University of Miami International and Comparative Law Review


While filing for bankruptcy does not seem appealing for any debtor regardless of the jurisdiction, the reluctance to use the bankruptcy system varies across countries. This article explores the underlying reasons and economic effects of the low usage of bankruptcy procedures in Spain, where the rate of business bankruptcies is one of the lowest in the world. Some authors have argued that the low usage of bankruptcy procedures in Spain is due to a “cultural” problem faced by Spanish entrepreneurs. According to this hypothesis, the lack of a “bankruptcy culture” makes Spanish entrepreneurs afraid to use the bankruptcy system. In this article, however, I advocate for a totally different hypothesis. In my opinion, the low rate of business bankruptcies in Spain is not due to a “cultural” problem but to an institutional one. Namely, I argue that the low rate of business bankruptcies is better explained by the unattractive insolvency regime for debtors and creditors traditionally existing in Spain, as well as other legal and institutional factors including a creditor-friendly corporate law, an efficient mortgage system, a rigid labor law, and a poor law of secured transactions.

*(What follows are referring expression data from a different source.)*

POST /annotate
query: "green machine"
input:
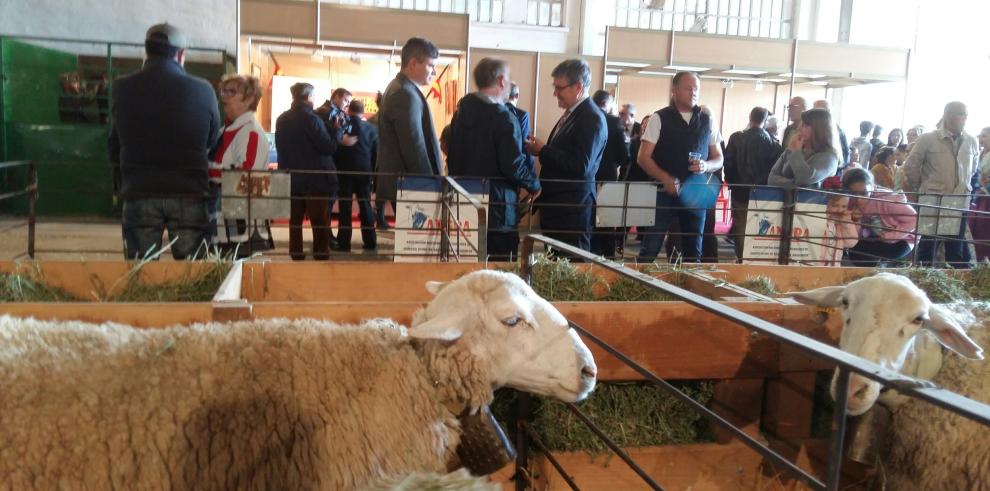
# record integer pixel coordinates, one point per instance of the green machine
(54, 110)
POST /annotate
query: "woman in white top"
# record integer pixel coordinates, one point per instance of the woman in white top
(243, 146)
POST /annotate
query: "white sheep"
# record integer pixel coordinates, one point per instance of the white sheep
(887, 320)
(273, 404)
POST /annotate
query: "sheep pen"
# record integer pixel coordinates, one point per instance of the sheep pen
(294, 404)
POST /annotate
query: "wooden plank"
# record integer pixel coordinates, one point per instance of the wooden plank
(345, 281)
(790, 400)
(675, 340)
(150, 315)
(675, 467)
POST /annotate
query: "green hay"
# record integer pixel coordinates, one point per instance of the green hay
(635, 414)
(30, 286)
(760, 284)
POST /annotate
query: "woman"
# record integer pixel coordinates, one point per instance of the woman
(242, 146)
(979, 222)
(885, 220)
(812, 154)
(885, 167)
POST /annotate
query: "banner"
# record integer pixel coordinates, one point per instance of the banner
(418, 220)
(812, 238)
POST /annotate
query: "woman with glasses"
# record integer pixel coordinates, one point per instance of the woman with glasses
(242, 146)
(811, 155)
(885, 220)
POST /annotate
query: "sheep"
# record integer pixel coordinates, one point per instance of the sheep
(891, 322)
(273, 404)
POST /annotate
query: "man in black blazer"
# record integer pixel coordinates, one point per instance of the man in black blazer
(407, 140)
(570, 157)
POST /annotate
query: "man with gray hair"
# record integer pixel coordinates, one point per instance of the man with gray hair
(943, 163)
(570, 157)
(484, 141)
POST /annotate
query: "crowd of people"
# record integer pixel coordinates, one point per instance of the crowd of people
(878, 191)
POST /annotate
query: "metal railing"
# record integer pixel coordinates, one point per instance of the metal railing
(30, 190)
(845, 363)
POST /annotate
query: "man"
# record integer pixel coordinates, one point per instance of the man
(943, 162)
(605, 241)
(357, 158)
(862, 144)
(523, 118)
(843, 143)
(485, 141)
(570, 157)
(408, 142)
(686, 190)
(749, 156)
(795, 107)
(304, 146)
(164, 123)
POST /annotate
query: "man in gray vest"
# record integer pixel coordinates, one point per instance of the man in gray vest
(680, 150)
(407, 141)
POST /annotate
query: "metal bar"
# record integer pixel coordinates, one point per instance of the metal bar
(705, 412)
(833, 475)
(549, 456)
(615, 448)
(924, 390)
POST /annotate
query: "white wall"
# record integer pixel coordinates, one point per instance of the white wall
(206, 23)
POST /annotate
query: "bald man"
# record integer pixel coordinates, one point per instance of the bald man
(843, 142)
(943, 162)
(795, 107)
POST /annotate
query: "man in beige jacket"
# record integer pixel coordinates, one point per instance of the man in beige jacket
(941, 166)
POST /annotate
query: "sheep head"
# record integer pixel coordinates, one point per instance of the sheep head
(500, 319)
(882, 316)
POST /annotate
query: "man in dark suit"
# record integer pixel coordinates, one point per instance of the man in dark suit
(485, 141)
(408, 142)
(605, 241)
(570, 157)
(164, 123)
(359, 157)
(523, 117)
(303, 144)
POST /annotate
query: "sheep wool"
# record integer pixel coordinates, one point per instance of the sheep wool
(275, 404)
(932, 448)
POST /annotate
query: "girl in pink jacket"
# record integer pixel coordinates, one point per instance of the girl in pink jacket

All these factors encourage both debtors and creditors to avoid the use of insolvency proceedings either by minimizing the risk of insolvency or by postponing—and, if possible, even avoiding—the bankruptcy system once a debtor becomes insolvent. By exploring the underlying reasons for the low usage of the bankruptcy system in Spain, this article seeks to contribute to the general understanding of the low rate of business bankruptcies around the world while assessing the economic effects potentially associated with a low usage of insolvency proceedings. The article concludes with several recommendations to enhance the attractiveness of Spanish bankruptcy procedures.